Okay so as you know, I was very unhappy with my girls most recent groom - Nina's was worse than Lola's. 

So I decided today that I was going to tackle Nina's legs, having already fixed her face and muzzle as best I could with what they groomer left, I decided to give the fringes a go. I have left it a few weeks as I wanted the hair on the front of her legs to grow out a bit (had been shaved down, with lomg fringey bits at the backs ). The groomer also made a hash of her feet and they were all choppy looking. There are still harsh lines, unable to blend some of it but hopefully it will soften as it grows. 

So I'm no expert and do not possess grooming equipment except for combs, brushes and a few pairs of scissors. So excuse the minor imperfections, but overall I am happy with how she looks. Can't wait for the legs to thicken up another bit though. The fringes were 3 inches long with some matts forming in the thickest part at the top of her front legs. 

She was a darling.. I have to say she is a really good girl. She fell asleep  it took me about 45 minutes to do the cut. 

Before - note the fringey bits



After


----------



## Grove (Oct 17, 2012)

Very good job. Her colour is beautiful too!


----------



## Nanci (Mar 1, 2012)

She's a doll!!! You did a great job!


----------



## RuthMill (Jun 30, 2012)

Thanks guys. She is such a great girl. She made it very easy.


----------



## Marzi (Sep 17, 2012)

She looks so much better 
Did you do it all with scissors?
I hope you sacked the groomer, don't send the girls there again.


----------



## Mazzapoo (Jul 28, 2013)

You did that with scissors?
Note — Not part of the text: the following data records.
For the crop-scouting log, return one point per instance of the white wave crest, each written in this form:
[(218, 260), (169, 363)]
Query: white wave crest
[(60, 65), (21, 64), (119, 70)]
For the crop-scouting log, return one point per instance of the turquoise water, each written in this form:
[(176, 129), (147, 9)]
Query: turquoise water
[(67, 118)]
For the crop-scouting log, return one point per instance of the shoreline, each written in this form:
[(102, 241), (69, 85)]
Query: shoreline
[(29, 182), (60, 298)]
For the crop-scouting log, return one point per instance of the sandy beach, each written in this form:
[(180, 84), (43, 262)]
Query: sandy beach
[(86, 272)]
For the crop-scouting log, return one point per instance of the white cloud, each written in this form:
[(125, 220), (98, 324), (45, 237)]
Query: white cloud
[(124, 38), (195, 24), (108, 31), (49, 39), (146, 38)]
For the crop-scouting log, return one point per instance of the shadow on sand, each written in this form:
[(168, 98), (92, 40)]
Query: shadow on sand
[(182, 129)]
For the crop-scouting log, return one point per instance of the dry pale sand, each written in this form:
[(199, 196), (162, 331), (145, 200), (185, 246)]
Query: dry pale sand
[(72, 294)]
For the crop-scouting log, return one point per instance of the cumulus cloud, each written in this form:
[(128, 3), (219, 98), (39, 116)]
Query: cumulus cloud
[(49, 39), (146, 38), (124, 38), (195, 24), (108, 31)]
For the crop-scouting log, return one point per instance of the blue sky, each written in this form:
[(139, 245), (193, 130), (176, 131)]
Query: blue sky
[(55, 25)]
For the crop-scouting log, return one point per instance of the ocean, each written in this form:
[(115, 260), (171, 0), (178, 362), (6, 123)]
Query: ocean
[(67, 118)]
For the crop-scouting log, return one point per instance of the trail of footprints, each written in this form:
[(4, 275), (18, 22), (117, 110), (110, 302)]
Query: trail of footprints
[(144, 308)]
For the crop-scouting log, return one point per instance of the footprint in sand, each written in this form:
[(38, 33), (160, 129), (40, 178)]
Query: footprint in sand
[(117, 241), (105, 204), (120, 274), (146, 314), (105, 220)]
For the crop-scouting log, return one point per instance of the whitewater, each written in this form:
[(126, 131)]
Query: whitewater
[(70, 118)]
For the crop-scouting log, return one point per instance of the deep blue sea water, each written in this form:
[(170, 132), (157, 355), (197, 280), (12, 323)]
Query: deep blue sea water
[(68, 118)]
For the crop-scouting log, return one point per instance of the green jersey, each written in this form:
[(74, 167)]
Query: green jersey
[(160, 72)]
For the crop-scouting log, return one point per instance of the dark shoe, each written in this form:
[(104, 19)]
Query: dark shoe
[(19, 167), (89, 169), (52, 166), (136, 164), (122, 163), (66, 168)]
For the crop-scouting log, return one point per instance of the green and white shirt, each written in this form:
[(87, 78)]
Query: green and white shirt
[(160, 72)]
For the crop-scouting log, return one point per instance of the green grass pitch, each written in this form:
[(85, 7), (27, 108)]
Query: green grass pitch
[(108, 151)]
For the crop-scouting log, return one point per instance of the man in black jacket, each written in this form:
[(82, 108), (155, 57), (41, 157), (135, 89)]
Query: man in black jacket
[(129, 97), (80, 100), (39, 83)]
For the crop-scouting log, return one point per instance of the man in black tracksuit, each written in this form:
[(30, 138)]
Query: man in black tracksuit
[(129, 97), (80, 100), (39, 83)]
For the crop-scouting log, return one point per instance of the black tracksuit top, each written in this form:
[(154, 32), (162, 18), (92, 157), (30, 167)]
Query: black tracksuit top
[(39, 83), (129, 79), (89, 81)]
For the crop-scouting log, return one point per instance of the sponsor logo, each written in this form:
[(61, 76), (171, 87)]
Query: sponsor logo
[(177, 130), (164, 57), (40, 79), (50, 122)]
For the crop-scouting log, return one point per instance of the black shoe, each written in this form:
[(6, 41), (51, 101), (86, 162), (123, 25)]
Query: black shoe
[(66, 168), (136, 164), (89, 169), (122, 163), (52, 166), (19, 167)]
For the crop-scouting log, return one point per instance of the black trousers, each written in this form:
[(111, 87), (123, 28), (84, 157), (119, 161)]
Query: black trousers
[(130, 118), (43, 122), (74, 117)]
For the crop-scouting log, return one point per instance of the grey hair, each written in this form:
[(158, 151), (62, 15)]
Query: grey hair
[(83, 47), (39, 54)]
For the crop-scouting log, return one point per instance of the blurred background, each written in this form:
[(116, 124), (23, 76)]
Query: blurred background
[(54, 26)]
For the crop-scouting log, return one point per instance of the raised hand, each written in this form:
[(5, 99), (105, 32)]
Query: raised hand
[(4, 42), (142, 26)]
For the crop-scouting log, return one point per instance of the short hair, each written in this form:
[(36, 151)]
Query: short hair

Brilliant job, I don't think I'd be any good at it (it'd be the old 'cutting a bit off the wobbly table leg' scenario which would lead to a bald dog ) seriously, well done!


----------



## RuthMill (Jun 30, 2012)

Marzi said:


> She looks so much better
> Did you do it all with scissors?
> I hope you sacked the groomer, don't send the girls there again.
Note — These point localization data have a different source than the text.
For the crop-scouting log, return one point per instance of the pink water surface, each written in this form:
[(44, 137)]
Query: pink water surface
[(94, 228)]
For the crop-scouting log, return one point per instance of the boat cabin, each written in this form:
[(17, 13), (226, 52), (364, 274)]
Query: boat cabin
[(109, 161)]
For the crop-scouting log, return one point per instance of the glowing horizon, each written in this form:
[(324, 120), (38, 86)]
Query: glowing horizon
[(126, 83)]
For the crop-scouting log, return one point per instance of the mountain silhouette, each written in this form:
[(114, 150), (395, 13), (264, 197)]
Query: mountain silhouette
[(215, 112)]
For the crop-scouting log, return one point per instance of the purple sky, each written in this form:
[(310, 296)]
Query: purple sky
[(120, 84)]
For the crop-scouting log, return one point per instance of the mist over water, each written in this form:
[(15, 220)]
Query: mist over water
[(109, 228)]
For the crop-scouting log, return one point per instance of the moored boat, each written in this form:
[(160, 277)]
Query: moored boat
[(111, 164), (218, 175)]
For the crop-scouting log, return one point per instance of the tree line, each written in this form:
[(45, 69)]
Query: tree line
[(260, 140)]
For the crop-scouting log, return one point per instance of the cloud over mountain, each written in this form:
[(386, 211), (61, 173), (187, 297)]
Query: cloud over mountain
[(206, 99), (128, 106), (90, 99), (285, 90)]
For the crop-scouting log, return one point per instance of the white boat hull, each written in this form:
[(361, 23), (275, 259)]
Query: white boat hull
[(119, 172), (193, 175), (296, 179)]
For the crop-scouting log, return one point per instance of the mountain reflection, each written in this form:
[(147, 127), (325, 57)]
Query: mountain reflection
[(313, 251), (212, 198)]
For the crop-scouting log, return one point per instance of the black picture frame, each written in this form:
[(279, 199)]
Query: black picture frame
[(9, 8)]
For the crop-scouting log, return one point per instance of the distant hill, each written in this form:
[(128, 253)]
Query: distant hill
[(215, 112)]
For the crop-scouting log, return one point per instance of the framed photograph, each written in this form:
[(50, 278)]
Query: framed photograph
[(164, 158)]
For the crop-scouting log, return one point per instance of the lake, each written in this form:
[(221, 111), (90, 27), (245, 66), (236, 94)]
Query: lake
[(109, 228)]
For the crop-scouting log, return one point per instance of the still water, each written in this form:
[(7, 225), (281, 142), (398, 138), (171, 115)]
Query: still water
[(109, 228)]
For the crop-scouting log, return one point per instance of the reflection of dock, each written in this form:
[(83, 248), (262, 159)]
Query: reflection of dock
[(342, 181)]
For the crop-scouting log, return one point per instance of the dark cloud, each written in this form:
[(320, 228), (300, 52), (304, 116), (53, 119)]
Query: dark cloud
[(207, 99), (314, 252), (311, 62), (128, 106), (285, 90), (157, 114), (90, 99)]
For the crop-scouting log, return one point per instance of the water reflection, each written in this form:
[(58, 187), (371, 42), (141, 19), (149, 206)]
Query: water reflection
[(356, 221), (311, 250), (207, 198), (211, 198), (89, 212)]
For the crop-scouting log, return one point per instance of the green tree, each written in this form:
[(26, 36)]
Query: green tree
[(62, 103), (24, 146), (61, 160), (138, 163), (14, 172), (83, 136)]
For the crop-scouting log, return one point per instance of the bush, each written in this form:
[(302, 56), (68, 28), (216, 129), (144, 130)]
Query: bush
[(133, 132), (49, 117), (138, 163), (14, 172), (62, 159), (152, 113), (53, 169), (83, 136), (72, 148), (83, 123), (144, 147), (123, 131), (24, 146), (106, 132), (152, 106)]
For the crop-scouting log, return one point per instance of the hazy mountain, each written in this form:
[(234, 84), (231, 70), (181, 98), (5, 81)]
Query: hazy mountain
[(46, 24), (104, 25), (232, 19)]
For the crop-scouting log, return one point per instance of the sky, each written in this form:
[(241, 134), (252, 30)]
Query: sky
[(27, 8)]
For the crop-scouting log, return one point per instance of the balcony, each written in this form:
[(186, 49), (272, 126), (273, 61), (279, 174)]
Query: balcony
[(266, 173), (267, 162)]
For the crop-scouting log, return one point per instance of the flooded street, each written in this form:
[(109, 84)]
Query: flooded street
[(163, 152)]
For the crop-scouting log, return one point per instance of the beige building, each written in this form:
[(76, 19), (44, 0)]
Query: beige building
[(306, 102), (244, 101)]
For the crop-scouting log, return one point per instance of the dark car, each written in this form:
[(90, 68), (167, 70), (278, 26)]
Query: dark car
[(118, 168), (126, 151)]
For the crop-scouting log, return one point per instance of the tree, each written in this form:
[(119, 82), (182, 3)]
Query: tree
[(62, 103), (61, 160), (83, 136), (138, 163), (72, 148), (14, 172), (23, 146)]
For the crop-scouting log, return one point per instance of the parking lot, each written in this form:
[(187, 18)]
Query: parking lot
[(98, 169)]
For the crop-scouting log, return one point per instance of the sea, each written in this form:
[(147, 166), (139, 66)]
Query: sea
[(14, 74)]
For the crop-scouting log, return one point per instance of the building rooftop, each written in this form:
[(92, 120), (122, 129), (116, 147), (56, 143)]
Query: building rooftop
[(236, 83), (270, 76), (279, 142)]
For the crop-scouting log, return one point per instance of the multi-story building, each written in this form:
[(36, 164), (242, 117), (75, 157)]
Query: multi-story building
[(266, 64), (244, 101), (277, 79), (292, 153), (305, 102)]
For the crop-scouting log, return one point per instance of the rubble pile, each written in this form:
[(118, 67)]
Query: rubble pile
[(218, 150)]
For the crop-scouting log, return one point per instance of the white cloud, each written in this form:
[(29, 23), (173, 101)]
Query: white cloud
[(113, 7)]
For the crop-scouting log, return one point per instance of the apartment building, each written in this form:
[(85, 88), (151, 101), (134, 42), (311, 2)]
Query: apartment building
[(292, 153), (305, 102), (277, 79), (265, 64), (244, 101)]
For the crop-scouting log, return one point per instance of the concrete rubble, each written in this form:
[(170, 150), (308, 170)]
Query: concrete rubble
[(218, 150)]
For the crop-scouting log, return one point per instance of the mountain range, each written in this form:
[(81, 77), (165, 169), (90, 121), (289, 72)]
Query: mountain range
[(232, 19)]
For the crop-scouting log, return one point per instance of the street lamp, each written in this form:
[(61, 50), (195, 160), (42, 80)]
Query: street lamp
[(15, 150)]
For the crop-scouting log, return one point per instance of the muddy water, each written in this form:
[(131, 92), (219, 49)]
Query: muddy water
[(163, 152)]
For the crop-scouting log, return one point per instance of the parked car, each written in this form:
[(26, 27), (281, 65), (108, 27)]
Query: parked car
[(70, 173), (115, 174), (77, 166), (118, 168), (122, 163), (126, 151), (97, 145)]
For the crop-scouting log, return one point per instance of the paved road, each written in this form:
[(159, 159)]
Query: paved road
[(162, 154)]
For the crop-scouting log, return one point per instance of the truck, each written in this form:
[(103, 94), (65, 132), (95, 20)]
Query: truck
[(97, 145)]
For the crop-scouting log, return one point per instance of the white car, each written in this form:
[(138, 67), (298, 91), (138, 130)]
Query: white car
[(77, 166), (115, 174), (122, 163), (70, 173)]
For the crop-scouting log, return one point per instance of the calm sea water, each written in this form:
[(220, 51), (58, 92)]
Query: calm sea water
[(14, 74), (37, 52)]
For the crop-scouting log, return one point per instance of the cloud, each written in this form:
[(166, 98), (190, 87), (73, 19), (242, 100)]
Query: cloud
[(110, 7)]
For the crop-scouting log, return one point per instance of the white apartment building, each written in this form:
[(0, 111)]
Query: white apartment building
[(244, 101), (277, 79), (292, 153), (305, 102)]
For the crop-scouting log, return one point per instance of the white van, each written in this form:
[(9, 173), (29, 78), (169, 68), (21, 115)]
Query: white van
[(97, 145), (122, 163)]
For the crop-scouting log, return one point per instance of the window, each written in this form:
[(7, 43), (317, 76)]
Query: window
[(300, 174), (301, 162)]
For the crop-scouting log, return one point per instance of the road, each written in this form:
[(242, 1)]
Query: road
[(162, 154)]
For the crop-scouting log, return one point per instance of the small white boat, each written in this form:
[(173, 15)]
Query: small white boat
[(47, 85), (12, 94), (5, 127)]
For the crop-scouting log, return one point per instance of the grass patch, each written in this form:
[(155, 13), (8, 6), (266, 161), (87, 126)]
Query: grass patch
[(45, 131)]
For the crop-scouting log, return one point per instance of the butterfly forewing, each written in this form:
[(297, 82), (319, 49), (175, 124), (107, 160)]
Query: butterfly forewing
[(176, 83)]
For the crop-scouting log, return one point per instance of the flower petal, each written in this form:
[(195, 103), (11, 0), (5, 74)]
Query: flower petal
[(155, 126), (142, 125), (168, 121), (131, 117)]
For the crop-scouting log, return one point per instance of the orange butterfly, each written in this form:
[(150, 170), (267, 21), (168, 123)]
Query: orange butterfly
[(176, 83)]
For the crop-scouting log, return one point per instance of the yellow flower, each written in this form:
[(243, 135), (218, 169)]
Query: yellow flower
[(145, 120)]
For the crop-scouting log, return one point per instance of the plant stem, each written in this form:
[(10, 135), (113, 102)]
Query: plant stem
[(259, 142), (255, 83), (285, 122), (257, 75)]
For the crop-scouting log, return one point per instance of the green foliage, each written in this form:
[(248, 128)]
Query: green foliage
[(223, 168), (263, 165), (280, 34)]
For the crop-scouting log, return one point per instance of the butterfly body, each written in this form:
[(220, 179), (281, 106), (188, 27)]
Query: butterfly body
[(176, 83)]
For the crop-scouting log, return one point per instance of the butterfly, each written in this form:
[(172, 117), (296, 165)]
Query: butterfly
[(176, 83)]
Thanks Marzi, I can't get over how much they thinned her coat out too 

Definitely sacked!!

Yep used combo of normal styling scissors and thinning scissors, still some choppy looking bits but I have to just wait for it all to fill out again then I can soften it all. Nina's coat is so soft and straight but it is thick and she gets felt matting, no idea why the groomer left her with long thick bits where matts occur then shave down all the areas where no matts form. Just very odd!

Lola's my next project. Though I won't be able to do that without a grooming table - so off to shop online  I will be doing this myself from now on!


----------



## RuthMill (Jun 30, 2012)

Mazzapoo said:


> You did that with scissors? Brilliant job, I don't think I'd be any good at it (it'd be the old 'cutting a bit off the wobbly table leg' scenario which would lead to a bald dog ) seriously, well done!
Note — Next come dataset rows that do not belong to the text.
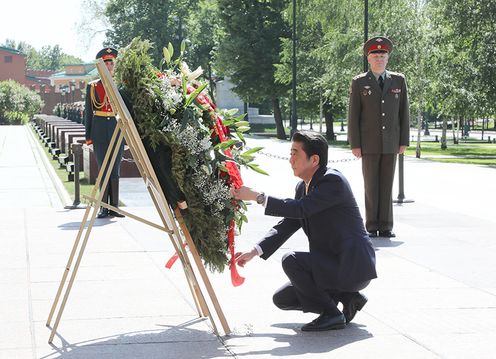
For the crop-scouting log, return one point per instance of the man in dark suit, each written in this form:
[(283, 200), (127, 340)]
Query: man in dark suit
[(341, 259), (100, 122), (378, 129)]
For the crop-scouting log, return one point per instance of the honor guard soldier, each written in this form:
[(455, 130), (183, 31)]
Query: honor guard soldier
[(100, 123), (378, 129)]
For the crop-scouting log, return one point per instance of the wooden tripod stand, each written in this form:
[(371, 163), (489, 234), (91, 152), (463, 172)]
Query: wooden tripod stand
[(174, 226)]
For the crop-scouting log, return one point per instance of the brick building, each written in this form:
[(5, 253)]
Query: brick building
[(66, 86)]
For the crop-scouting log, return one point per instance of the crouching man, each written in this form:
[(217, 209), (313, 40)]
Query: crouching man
[(340, 261)]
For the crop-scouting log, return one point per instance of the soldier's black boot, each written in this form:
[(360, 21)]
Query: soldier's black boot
[(104, 212), (114, 197)]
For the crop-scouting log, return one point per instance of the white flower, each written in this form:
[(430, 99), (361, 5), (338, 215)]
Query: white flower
[(187, 72)]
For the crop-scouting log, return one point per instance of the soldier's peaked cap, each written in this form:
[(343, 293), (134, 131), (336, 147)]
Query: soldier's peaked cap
[(377, 44), (107, 53)]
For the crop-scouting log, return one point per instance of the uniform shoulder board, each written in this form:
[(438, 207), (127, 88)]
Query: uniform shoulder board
[(362, 75), (397, 74)]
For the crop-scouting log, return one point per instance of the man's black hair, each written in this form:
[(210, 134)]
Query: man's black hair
[(313, 143)]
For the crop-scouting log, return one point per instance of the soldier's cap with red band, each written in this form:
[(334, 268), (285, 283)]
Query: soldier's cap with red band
[(107, 54), (377, 44)]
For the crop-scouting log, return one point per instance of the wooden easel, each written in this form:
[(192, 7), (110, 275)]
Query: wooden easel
[(126, 129)]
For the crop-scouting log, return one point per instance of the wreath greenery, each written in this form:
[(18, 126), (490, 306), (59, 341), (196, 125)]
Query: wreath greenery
[(167, 112)]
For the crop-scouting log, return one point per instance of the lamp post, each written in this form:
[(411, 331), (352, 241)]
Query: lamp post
[(365, 32), (294, 120), (73, 88)]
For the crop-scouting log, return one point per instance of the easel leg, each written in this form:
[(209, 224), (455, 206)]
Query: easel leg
[(104, 172), (203, 273)]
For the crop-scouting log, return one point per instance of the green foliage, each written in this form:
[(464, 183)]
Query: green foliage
[(251, 45), (249, 50), (173, 112), (158, 21), (17, 103), (444, 47)]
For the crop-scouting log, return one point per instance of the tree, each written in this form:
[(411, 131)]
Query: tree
[(203, 33), (158, 21), (250, 50)]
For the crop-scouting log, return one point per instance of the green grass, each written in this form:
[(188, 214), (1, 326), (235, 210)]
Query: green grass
[(84, 187), (467, 152)]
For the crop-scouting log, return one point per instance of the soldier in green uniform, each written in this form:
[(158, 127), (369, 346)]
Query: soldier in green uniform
[(378, 129), (100, 122)]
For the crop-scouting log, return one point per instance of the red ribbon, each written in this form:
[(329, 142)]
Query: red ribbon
[(234, 179)]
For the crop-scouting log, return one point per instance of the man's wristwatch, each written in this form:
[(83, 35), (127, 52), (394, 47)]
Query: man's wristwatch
[(261, 198)]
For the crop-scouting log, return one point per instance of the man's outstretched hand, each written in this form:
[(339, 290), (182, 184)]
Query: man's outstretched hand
[(245, 193)]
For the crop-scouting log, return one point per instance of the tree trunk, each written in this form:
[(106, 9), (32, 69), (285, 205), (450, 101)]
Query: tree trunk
[(329, 119), (418, 150), (281, 134), (444, 144), (455, 130)]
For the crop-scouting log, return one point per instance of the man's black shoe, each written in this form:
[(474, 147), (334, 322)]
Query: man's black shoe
[(325, 322), (103, 213), (355, 304), (387, 234), (115, 214)]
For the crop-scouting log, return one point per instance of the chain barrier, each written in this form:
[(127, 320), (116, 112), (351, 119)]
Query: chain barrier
[(287, 158)]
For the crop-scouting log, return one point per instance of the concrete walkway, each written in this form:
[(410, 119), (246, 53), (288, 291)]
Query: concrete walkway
[(435, 296)]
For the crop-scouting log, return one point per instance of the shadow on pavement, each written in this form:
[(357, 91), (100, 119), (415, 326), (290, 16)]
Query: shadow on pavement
[(301, 343), (74, 226), (385, 243), (179, 341)]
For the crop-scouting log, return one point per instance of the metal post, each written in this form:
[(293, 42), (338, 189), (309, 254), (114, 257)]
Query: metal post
[(77, 148), (401, 196), (365, 32), (294, 124)]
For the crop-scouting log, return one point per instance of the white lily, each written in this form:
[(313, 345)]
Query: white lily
[(187, 72)]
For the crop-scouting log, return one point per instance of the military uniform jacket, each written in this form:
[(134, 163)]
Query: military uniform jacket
[(342, 253), (98, 128), (378, 121)]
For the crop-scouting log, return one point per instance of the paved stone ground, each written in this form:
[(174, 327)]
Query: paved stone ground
[(435, 296)]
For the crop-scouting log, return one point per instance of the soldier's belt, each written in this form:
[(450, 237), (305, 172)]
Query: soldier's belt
[(104, 114)]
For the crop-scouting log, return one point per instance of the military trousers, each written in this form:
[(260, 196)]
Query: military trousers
[(378, 176)]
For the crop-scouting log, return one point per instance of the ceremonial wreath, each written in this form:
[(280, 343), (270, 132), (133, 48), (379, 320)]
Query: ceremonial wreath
[(204, 146)]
Yep normal straight scissors and thinning scissors. She was amazing. She is used to me doing her face but she was so good just standing for me, until she got tired and had a wee rest, but I just worked round her


----------



## Peanut (Dec 1, 2013)

You are welcome to come to London to fix peanut!!!!
Amazing job


----------



## RuthMill (Jun 30, 2012)

Do you think her legs look like pipe cleaners though?


----------



## RuthMill (Jun 30, 2012)

She's shattered now... Long legged girl, like her sis Lola.


----------



## Marzi (Sep 17, 2012)

Certainly not pipe cleaner legs... gorgeous girl.


----------



## RuthMill (Jun 30, 2012)

Marzi said:


> Certainly not pipe cleaner legs... gorgeous girl.


Can't believe how lucky I am to have such good girls


----------



## emjon123 (Apr 9, 2013)

If I could 'fix' Bailey's coat to look like that I would be delighted.

Great job!


----------



## dmgalley (Aug 19, 2012)

Excellent job Ruth! That's a lot of work with scissors. Definitely nit pipe cleaner legs. Love her apricot ears.


----------



## Lindor (Feb 3, 2014)

She looks fantastic! Great job.


----------



## RuthMill (Jun 30, 2012)

You're all far too kind!!


----------



## 2ndhandgal (Aug 29, 2011)

That is fantastic 

What on earth was the groomer thinking to leave long fringey bits like that 

She looks great now - I always find legs the hardest bits to sort out


----------



## Tinman (Apr 23, 2013)

She looks great Ruth, with a bit of a "darcy" fringe going on!
And looking a bit willowish on that table! 
Done a great job & think of the money you will save, my 2 are just about due a fringe trim...
I might give it a go


----------



## RuthMill (Jun 30, 2012)

Tinman said:


> She looks great Ruth, with a bit of a "darcy" fringe going on!
> And looking a bit willowish on that table!
> Done a great job & think of the money you will save, my 2 are just about due a fringe trim...
> I might give it a go


Do it! The face is the easiest!!


----------